On exit, each instance's collect_field value becomes one element of the parent's target_field list, in instance-index order. To collect additional per-instance fields, declare extra_outputs: Mapping[parent_field, subgraph_field] — each becomes its own parent list of the same length, instance-index-aligned.

Error policy

Two values:

  • "fail_fast" (default) — the first instance failure cancels the in-flight siblings (asyncio.gather semantics) and propagates as a NodeException wrapping the failing instance's cause, with recoverable_state set to the parent's pre-fan-out snapshot. Use this when one bad result invalidates the rest.
  • "collect" — instance failures are captured; the fan-out runs to completion. Failed instances contribute nothing to target_field. If you declare errors_field on the config, each failed instance produces a record ({"fan_out_index": str(idx), "category": str}) appended to that parent list field.

Choose by whether partial results are useful.

What ends up in the parent

After the fan-out completes, the parent receives a partial update containing:

  • target_field — list of collect_field values, instance-index order.
  • Each parent name in extra_outputs — list of values from the named subgraph field, instance-index order.
  • count_field (if configured) — the instance count.
  • errors_field (if configured, "collect" policy only) — per-instance error records.
  • on_empty="noop" for an empty items_field → all the above with empty lists; count_field set to 0.

Empty fan-outs

If items_field is set and the parent list is empty (or count resolves to 0):

  • on_empty="raise" (default) — raises FanOutEmpty (a runtime error category).
  • on_empty="noop" — emits an empty partial (no instances dispatched, no errors).

Observability per instance

The fan-out node's own started / completed events carry a fan_out_config payload populated from the resolved item_count / concurrency / error_policy / parent_node_name.

Per-instance events have fan_out_index = N (0-based) and a namespace whose final element is the fan-out node's name — instances do NOT contribute a separate synthetic namespace element. Backends disambiguate per-instance spans using fan_out_index alongside the namespace.

Resume semantics

A fan-out node's completed event triggers a save like any other outermost-graph or subgraph-internal node. Per-instance internal events do NOT save in the shipping version — on resume, the fan-out re-runs end-to-end if it hadn't completed (atomic restart).

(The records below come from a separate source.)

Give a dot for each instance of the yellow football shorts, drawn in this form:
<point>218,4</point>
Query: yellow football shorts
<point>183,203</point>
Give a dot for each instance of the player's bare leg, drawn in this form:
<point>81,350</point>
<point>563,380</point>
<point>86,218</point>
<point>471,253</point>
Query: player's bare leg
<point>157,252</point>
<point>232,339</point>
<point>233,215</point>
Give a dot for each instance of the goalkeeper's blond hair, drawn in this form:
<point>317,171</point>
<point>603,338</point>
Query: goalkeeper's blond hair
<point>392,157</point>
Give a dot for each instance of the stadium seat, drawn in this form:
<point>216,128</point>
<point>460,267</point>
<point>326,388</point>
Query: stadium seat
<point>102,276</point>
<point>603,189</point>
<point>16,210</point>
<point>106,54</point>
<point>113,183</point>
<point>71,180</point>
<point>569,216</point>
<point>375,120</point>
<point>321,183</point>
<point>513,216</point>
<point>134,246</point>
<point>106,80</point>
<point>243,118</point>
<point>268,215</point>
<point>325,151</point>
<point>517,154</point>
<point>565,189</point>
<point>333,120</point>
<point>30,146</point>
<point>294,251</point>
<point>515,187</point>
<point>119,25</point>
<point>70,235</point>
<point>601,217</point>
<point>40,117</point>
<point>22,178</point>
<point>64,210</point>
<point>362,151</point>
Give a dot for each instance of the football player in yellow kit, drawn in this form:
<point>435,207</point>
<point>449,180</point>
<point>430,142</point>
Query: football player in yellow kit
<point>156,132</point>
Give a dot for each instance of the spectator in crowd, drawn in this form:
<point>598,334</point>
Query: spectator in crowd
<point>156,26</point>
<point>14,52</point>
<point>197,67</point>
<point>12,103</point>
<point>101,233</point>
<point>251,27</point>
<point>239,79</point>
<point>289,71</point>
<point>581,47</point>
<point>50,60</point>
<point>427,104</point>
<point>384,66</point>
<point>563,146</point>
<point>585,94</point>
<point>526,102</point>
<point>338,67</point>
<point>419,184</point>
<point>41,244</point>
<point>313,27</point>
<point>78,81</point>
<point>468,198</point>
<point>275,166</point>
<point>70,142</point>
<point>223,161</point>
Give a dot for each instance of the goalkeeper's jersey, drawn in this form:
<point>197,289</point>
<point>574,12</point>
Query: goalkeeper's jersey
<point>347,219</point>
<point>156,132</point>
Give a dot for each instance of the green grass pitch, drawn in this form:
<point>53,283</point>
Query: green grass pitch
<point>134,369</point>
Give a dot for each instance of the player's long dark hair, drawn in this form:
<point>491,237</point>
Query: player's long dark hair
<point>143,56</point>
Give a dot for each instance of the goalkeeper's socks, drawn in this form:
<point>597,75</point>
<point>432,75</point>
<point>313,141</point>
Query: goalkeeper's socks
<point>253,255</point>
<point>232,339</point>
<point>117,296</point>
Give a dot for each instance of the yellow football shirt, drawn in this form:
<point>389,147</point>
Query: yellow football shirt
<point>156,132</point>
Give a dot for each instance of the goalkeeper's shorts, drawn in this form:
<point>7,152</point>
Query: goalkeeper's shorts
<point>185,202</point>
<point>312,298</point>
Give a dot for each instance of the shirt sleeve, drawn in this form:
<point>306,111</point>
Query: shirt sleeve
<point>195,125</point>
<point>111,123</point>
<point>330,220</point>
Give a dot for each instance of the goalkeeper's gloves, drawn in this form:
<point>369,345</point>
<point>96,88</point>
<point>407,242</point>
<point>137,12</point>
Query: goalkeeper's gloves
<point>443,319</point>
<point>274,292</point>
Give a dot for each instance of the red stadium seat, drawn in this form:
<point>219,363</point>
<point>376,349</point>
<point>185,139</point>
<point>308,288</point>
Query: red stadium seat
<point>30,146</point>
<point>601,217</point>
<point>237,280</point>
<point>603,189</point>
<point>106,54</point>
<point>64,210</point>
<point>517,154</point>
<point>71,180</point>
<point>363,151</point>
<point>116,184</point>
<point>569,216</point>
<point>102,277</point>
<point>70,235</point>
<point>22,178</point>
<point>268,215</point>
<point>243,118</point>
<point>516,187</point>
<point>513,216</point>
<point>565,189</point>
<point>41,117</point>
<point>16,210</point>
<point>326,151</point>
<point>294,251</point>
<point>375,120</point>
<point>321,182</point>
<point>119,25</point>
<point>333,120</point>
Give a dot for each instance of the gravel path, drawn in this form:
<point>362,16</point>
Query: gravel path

A per-instance fan-out resume mode is planned but not yet shipped. The fan_out_progress field on CheckpointRecord is reserved for its eventual contents. Until it lands, atomic restart is the shipping behavior.

When to reach for fan-out

The signal: N similar pieces of work, N depends on state at runtime (not at build time), the work is independent enough to run concurrently. If N is known at build time and small (≤3), ExplicitMapping at multiple subgraph sites is simpler. If the work isn't independent — instance 2 needs instance 1's output — that's a linear pipeline, not fan-out.

What fan-out is NOT

  • Not a map-reduce. No reduce phase beyond the parent's reducers. If you need a real reduce, do it in a node after the fan-out.
  • Not a queue. All instances dispatch within a single invocation; the engine doesn't persist them.
  • Not retry. If an instance fails and you want a retry, wrap the subgraph (or individual nodes inside it) with retry middleware. The fan-out's error_policy is a fan-in-collection decision, not a recovery one.